Afferrato il piccolo volante ci si sente tutt’uno con la macchina, proprio come deve essere su una sportiva. Dentro a fare da padrone è l’alluminio, presente praticamente ovunque: cambio, pedali, pavimento, tunnel centrale, parte bassa del cruscotto. Il volante è rivestito in pelle sulla corona e in alcantara nella parte centrale. Anche la parte alta del cruscotto sotto il parabrezza è rivestita di questo pregiato materiale.
Giro la chiave, il motore Toyota si sveglia e fa sentire in modo molto deciso la sua voce. Lo scarico non è quello di serie, monta uno stage II. Molto bello anche il particolare dei due terminali che puntano verso il basso. Nonostante le gomme anteriori da 195 e l’assenza del servosterzo, non si fa alcuna fatica a fare anche le più strette manovre, grazie al peso molto contenuto. La scelta di non adottare questo dispositivo si traduce in un contatto con la strada totale, senza filtri.

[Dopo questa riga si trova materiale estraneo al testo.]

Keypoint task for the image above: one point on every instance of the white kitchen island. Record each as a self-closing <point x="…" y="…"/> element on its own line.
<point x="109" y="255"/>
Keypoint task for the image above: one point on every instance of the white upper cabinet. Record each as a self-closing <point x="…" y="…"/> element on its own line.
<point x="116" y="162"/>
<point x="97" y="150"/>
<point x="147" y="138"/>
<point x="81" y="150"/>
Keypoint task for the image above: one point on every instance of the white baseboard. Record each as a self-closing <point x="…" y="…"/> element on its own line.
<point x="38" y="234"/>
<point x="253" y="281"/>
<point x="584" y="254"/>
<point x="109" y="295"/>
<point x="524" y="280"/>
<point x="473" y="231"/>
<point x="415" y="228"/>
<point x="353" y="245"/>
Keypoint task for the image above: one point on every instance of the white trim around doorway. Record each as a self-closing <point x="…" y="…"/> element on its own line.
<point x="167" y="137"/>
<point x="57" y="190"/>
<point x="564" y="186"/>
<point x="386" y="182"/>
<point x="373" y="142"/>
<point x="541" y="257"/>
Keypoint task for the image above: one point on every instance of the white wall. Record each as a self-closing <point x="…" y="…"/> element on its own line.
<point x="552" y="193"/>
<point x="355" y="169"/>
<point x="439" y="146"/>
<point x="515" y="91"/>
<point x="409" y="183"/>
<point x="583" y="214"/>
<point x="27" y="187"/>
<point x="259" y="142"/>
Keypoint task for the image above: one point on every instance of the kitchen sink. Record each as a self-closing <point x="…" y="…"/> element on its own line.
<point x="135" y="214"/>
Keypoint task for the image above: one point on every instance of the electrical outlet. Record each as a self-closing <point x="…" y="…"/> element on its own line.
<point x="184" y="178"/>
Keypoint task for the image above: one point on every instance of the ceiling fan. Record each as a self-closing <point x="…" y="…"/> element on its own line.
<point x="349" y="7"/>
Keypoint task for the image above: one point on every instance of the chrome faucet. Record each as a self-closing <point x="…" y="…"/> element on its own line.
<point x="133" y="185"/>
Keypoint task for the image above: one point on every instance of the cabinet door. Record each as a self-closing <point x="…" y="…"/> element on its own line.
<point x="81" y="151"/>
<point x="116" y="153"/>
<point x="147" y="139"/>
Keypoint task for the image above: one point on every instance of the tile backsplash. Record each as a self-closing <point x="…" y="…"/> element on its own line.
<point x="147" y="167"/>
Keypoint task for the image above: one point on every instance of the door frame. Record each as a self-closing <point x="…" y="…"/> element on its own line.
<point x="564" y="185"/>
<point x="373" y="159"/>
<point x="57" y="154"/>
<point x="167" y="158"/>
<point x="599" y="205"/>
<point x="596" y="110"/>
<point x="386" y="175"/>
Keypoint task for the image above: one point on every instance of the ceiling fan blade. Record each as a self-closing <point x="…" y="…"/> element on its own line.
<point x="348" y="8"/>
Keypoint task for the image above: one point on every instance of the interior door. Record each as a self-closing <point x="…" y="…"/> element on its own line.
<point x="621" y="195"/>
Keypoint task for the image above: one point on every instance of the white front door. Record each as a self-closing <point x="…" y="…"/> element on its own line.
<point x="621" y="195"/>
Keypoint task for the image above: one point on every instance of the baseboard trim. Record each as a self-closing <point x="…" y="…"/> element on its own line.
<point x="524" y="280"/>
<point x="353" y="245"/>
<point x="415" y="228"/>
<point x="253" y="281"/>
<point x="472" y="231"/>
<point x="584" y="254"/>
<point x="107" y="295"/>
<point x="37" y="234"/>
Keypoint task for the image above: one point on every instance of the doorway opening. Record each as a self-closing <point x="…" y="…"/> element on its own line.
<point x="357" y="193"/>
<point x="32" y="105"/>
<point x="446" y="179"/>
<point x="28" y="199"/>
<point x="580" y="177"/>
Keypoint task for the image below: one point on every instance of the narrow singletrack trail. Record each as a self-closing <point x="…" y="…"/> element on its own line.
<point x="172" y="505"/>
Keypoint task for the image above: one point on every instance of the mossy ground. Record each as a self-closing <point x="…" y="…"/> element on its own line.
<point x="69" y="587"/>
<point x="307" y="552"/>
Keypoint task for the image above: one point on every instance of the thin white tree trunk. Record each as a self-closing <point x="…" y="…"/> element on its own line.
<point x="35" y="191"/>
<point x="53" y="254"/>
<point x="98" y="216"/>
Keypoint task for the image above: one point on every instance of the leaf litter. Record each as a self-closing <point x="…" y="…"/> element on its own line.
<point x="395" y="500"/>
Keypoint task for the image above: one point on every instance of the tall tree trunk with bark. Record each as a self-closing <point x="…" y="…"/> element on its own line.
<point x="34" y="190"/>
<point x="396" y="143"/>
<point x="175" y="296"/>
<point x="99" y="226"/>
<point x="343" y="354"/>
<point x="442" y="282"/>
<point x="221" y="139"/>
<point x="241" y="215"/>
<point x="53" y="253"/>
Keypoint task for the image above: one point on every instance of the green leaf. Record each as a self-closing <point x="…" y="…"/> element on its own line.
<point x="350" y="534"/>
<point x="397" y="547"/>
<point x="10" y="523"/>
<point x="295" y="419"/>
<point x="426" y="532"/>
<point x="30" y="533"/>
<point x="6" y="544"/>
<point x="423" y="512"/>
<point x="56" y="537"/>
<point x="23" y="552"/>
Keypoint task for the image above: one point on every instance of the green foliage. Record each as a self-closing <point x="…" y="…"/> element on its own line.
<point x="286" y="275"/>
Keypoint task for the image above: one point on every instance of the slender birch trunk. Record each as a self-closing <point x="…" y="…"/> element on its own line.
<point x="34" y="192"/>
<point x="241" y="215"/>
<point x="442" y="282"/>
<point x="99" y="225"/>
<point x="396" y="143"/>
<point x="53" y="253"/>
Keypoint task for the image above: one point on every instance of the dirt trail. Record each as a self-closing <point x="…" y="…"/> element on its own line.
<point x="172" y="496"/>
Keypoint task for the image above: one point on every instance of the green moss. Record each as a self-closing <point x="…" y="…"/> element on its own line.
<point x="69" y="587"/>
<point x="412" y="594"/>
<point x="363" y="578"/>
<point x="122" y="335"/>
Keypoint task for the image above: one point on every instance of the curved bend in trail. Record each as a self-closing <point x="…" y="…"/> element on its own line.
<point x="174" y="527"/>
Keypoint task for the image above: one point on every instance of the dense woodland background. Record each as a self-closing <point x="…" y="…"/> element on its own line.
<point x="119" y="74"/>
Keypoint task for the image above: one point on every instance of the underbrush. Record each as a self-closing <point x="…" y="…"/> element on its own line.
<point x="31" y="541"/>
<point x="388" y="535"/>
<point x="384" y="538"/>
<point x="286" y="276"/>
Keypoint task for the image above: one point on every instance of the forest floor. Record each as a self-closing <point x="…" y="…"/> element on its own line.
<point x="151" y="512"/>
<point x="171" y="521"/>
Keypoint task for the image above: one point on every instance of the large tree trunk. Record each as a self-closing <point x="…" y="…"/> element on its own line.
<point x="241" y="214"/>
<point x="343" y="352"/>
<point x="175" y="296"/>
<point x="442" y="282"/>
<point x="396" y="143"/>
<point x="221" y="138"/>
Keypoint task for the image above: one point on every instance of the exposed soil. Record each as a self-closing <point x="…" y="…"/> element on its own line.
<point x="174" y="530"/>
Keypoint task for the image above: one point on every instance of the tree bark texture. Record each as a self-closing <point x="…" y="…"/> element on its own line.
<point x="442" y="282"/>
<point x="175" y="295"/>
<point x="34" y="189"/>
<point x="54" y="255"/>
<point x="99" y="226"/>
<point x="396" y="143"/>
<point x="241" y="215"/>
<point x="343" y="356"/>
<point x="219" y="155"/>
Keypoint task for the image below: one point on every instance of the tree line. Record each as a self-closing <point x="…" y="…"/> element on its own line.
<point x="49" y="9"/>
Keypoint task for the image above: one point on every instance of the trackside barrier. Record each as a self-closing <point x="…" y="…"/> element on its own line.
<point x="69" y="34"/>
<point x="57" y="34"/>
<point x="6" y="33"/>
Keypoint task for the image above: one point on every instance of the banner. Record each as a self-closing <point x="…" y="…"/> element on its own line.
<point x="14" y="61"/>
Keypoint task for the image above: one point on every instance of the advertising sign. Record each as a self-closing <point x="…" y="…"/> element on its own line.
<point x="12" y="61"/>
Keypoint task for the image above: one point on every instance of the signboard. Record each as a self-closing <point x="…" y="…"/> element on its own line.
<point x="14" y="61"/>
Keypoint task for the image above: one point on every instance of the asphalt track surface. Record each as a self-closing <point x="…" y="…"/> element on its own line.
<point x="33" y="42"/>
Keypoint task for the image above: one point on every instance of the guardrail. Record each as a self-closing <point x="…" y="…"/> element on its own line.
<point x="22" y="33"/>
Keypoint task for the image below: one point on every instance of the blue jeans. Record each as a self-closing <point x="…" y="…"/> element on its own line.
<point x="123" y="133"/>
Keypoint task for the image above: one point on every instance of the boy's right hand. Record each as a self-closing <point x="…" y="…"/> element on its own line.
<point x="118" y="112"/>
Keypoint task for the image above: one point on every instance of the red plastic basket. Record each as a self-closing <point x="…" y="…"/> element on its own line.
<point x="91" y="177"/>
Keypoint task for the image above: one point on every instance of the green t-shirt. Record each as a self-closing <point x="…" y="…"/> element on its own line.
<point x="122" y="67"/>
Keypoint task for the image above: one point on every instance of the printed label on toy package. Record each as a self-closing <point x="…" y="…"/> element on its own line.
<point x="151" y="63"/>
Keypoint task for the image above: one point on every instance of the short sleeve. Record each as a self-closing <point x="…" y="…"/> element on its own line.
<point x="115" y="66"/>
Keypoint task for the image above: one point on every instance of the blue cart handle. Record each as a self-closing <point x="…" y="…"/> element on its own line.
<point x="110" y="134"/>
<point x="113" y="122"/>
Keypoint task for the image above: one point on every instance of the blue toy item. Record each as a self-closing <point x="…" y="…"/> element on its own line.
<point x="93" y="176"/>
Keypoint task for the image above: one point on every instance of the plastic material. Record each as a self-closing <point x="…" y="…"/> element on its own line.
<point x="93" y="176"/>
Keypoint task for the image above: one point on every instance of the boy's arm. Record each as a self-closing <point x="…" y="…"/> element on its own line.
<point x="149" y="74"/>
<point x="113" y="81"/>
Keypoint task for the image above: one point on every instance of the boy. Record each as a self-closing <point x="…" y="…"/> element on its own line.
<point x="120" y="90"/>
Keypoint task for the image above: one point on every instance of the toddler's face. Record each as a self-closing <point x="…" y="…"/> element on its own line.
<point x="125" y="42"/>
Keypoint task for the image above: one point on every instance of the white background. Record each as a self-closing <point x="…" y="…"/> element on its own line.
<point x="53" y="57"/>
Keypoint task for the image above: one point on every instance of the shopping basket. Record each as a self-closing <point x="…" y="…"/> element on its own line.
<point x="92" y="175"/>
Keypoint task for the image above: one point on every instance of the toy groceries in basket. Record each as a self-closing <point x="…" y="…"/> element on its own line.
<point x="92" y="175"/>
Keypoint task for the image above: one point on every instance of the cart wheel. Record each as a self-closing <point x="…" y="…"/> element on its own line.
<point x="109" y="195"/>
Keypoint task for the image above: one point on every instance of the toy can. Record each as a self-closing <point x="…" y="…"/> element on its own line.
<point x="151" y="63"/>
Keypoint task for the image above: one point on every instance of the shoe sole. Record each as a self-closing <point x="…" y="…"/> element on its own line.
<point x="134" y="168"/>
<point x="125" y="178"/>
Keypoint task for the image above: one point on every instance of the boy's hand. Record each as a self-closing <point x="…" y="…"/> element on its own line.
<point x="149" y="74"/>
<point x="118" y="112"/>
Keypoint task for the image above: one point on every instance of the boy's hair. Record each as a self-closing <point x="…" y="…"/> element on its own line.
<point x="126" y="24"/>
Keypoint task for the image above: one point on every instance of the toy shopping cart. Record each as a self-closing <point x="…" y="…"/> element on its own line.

Non per nulla sulla moderna Alfa Romeo 4C hanno optato per la medesima soluzione. Tutto l’insieme è finalizzato alle massime prestazioni, non bisogna aspettarsi alcun tipo di comfort. L’abitacolo è molto caldo, l’aria condizionata è un optional irrinunciabile. Il motore è dietro le spalle, a separarci da esso vi è un sottilissimo strato di isolante. Il radiatore è posto anteriormente e nei grossi brancardi scorre il liquido di raffreddamento a temperatura molto elevata.
Il rumore penetra nell’abitacolo in modo molto deciso, se volete poggiare il portafoglio o il cellulare non c’è praticamente posto. Il bagagliaio è ridotto ad una piccola vasca alla quale si accede aprendo il cofano motore, (non metteteci il pesce rosso se non lo volete trovare lesso).
È sufficiente giusto per un week end fuori in due. Poco importa, perchè la Lotus Elise è ormai una delle poche macchine in grado di regalare sensazioni di guida autentiche ed è fantastica così come è. E’l’ora di terminare il servizio, salutiamo Alessandro e la bellissima Lotus che se ne va con un rumore assordante che rimbomba tra i muri del vecchio complesso industriale.